Seorang ksatria berambut putih. Dia hanya merasa perlu mengetahui tentang orang di depan dia sebelum dia mengetahui tentang orang itu.

Tentu saja, dia tahu bahwa orang lain tidak akan mengatakan yang sebenarnya kepada saya, tetapi dia tetap harus bertanya.

Dengan begitu, dia jadi bisa mengarahkan panah pertanyaan yang ditujukan kembali kepada lawan bicara.

‘Dia jelas berusaha menyembunyikan identitasnya. Lalu, jika aku menggunakannya untuk mendorong, percakapan inti itu akan sampai padaku.’

Herectiq Inquisitor Ke-3 berpikir bahwa dia perlu sadar, jadi dia meluruskan postur tubuhnya.

Saat itu, suara orang lain mencapai telinganya.

“Nama aku Cale Henituse. Dengar, aku di sini untuk memilah keluarga Purple Blood. Sekadar informasi, Raja Naga akan menjadi musuh terakhir yang akan aku hadapi. Dan kamilah yang melawan Naga Ryan.”

‘Eh?

Apa yang baru saja aku dengar?’

Herectiq Inquisitor Ke-3 hampir kehilangan akal sehatnya lagi.

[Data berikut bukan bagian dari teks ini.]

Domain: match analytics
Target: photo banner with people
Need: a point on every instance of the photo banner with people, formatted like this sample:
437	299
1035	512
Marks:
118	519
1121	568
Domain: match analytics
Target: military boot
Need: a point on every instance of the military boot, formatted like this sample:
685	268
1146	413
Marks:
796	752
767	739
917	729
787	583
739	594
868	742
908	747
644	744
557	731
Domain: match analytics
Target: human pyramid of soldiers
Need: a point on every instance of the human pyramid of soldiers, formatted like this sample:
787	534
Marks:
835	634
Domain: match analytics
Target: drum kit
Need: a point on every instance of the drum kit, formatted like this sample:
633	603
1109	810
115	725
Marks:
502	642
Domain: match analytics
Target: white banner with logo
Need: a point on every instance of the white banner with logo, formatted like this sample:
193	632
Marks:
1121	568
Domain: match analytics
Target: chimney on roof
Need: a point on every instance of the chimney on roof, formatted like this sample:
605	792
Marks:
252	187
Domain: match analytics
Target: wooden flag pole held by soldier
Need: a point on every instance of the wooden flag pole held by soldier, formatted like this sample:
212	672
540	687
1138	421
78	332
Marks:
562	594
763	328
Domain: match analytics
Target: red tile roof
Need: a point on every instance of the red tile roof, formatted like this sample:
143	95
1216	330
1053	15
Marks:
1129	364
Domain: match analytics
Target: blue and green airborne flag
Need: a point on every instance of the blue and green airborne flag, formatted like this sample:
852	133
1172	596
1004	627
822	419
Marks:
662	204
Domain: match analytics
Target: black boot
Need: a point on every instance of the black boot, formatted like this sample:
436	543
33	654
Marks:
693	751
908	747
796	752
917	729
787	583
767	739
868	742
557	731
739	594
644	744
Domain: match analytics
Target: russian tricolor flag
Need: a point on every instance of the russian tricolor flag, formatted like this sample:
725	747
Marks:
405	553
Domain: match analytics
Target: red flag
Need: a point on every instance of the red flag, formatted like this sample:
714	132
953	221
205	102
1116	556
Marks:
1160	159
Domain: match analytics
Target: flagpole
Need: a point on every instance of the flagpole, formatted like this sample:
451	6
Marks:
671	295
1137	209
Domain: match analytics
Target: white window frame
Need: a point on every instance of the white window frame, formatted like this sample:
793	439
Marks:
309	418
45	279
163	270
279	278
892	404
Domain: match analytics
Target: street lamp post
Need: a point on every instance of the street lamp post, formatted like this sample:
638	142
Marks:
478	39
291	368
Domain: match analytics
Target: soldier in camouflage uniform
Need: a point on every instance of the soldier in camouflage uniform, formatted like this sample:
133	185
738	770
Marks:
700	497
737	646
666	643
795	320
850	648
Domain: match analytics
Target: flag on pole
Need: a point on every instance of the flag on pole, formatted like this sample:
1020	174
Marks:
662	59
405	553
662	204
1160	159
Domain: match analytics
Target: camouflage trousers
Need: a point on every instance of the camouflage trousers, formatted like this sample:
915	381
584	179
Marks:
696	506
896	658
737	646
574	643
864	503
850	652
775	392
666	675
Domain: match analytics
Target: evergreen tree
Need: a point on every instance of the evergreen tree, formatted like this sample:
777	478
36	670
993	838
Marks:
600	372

Sementara itu, Cale terus berbicara dengan tenang.

“Sekadar informasi, pedang kayu yang dicari Raja Naga memang ini. Pedang Ksatria Penjaga telah dimiliki kembali oleh Tuan Cloppeh Sekka di sini, dan tidak akan digunakan demi Raja Naga.”

Cale menyesap tehnya.

Manis. Ini bukan teh lemon. Sudah Cale duga, di saat seperti inilah dia merasakan ketidakhadiran Ron.

Jalan Cloppeh masih panjang untuk mengejar Ron.

“Ngomong-ngomong, alasanku datang ke sini adalah untuk menghadapi Exion Dewa Naga ke-3 sebelum Raja Naga datang. Selain itu, aku berencana untuk bertemu dengan World Tree dan memutuskan hubungan dengan Sumber Dunia.”

Uskup ke-1 merasa gugup.

“Komandan! Bagaimana kamu bisa memberitahu dia semua itu?”

“Tidak apa-apa, tidak apa-apa.”

Cale masih riang.

“Aku menerima bantuan dari Sumber Dunia. Masih kurang dari sebulan, tidak, kurang dari tiga minggu lagi. Kita perlu memperpanjang umur dunia ini, yang hanya tinggal dua minggu lagi. ha ha”

Cale tertawa ringan dan melanjutkan, dan wajah Herectiq Inquisitor Ke-3 perlahan-lahan berubah menjadi pucat.

“Oh, dan ngomong-ngomong, kami bergandengan tangan dengan gereja, tapi Paus ingin menghancurkan dunia ini, bukan menyelamatkannya. Namun, memburu naga yang berhubungan dengan Purple Blood adalah apa yang kami inginkan, jadi kami berpegangan tangan untuk sementara waktu.”

“Hmm.”

Uskup ke-1 menunduk dan menutup matanya rapat-rapat.

Chhrrr~-

Cangkir teh di depannya terisi dengan teh yang dituangkan Cloppeh.

“…”

Herectiq Inquisitor Ke-3 terkejut, pikirannya menjadi kosong melihat situasi ini.

‘Apa yang aku dengarkan sekarang?’

Terlepas dari kendali percakapan, dia merasa seperti dia akan terpesona oleh banyaknya informasi.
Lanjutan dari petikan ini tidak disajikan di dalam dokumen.